Submitted to: National Hog Farmer
Publication Type: Popular Publication
Publication Acceptance Date: December 10, 2004
Publication Date: December 15, 2004
Citation: Lunney, J.K. 2004. Immune tools measure pig disease, vaccine responses. National Hog Farmer, pp. 13-14.
This article is a short summary for National Hog Farmer of our recent research on pig responses to infectious diseases and vaccinations. Pigs exposed to infectious organisms express immunity but the intensity of this response is different depending on the organism. Our differential gene expression studies highlight the immune genes that have been "turned on" or not during an immune response. For example, in response to porcine reproductive and respiratory syndrome (PRRS) virus infection or vaccination certain immune genes, particularly the interferons, are very slowly turned on and also weakly expressed.
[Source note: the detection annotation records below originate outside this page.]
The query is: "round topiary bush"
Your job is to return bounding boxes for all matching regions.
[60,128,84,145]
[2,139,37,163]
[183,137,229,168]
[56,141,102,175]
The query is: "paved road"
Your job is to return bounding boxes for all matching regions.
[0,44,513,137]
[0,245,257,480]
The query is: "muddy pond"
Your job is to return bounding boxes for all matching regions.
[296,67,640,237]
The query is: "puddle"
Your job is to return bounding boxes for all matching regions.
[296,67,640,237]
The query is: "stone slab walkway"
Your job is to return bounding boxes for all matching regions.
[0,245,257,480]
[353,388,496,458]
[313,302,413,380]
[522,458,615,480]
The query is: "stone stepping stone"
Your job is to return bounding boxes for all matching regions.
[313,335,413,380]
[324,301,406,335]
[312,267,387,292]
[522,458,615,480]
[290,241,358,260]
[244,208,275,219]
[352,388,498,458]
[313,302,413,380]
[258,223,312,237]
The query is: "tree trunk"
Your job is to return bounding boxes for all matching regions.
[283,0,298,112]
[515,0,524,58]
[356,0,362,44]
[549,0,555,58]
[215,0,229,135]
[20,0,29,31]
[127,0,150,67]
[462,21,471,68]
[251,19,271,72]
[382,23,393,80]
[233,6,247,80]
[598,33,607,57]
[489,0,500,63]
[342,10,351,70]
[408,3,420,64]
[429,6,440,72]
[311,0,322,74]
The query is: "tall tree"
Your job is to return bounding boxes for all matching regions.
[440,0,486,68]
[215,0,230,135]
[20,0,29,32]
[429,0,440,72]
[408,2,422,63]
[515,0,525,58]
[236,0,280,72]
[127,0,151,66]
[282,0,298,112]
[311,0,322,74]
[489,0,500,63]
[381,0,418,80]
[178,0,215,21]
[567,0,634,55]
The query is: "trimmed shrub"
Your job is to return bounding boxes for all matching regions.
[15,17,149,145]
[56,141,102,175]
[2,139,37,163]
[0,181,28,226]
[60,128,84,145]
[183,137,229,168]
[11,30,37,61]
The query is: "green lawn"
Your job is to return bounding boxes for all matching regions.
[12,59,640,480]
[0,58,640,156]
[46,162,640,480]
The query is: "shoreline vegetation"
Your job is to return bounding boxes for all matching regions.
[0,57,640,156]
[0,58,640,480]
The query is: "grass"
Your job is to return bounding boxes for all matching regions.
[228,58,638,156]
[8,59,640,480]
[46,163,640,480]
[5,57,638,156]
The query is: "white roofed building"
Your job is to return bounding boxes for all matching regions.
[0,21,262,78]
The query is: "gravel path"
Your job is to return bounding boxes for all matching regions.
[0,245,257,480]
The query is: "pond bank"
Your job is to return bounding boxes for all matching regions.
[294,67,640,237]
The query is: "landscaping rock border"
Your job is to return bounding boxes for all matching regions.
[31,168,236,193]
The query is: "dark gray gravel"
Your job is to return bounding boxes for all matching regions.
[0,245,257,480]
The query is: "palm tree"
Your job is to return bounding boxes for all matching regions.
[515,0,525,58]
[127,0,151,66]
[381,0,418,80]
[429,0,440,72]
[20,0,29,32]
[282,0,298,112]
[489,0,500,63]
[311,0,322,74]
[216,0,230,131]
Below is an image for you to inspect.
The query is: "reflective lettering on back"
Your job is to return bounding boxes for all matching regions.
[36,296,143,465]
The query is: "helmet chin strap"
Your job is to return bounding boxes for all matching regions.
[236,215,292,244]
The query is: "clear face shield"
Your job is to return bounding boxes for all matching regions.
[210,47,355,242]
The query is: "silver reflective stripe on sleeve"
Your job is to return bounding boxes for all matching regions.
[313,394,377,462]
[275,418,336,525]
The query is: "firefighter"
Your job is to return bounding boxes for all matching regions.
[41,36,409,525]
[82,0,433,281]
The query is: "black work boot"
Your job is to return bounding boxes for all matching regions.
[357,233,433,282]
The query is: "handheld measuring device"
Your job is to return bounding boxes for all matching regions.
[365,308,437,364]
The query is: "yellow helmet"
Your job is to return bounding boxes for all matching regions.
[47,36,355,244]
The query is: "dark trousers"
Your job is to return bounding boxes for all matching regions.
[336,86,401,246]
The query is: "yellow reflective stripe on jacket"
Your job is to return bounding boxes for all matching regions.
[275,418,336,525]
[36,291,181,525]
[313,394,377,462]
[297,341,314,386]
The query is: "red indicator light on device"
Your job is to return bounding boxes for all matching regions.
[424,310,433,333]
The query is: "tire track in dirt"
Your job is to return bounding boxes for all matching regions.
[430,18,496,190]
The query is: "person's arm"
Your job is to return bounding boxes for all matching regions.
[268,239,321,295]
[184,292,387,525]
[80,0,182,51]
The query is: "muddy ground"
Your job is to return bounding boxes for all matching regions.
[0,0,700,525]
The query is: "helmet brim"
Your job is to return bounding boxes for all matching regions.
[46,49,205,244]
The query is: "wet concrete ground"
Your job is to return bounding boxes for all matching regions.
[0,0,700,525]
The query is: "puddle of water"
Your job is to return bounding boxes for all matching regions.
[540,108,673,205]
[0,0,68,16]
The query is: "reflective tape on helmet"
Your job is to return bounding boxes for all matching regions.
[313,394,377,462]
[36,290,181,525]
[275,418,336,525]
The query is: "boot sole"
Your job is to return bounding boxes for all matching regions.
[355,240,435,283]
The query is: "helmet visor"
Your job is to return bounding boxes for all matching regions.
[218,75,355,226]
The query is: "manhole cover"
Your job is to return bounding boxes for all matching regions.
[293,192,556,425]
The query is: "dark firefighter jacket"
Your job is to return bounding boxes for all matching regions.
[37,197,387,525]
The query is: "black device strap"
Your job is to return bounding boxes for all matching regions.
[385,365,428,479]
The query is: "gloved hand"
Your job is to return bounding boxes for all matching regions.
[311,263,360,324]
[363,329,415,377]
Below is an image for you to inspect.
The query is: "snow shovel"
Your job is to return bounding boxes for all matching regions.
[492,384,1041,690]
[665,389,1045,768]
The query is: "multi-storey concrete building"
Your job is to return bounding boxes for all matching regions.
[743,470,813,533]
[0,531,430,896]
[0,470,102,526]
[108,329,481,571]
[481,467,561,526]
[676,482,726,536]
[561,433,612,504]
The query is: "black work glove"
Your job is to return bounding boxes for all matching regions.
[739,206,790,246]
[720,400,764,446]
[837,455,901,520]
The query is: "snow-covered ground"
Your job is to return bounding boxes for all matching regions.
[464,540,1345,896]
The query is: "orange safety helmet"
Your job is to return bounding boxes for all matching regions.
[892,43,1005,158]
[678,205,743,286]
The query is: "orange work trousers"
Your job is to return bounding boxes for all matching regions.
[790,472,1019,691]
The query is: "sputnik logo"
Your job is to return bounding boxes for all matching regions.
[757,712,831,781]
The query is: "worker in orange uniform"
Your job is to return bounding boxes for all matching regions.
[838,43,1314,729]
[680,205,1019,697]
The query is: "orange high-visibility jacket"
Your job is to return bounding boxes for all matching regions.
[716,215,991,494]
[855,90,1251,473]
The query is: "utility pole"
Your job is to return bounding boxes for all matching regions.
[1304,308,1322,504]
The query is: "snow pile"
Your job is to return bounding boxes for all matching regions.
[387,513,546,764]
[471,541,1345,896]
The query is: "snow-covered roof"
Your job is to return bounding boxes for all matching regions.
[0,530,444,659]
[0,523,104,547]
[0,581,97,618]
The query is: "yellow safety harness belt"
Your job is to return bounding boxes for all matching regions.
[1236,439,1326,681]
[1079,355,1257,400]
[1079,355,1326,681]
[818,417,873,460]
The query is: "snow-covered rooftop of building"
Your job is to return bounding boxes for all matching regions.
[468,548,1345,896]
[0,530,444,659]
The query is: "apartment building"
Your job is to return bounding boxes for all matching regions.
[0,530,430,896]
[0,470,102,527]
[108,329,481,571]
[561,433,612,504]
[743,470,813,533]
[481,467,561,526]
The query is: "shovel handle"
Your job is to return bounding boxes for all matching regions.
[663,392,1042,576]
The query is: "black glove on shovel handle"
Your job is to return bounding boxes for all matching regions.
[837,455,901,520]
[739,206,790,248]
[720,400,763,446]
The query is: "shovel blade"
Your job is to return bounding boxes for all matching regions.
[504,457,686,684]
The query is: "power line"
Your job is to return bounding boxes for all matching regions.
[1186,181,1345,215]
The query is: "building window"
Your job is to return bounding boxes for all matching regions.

This means that protective immunity is poor. Use of our differential gene expression tools provide new ways to measure disease and vaccine responses. These studies will help us develop clear tests to indicate which vaccines are more effective and thus, potentially, better stimulators of protective immunity. They also will help vaccine manufacturers to compare vaccination protocols and select better adjuvants to improve vaccines. According to the National Pork Board (NPB), PRRS costs U.S. pork producers at least $600 million annually. Thus, it is the most economically significant disease facing the US pig industry today. Modified live virus vaccines are available for PRRS but are not completely protective, particularly against heterologous viral challenges. New immune approaches are needed for PRRS prevention, including using new biotherapeutics, improved vaccines and better adjuvants.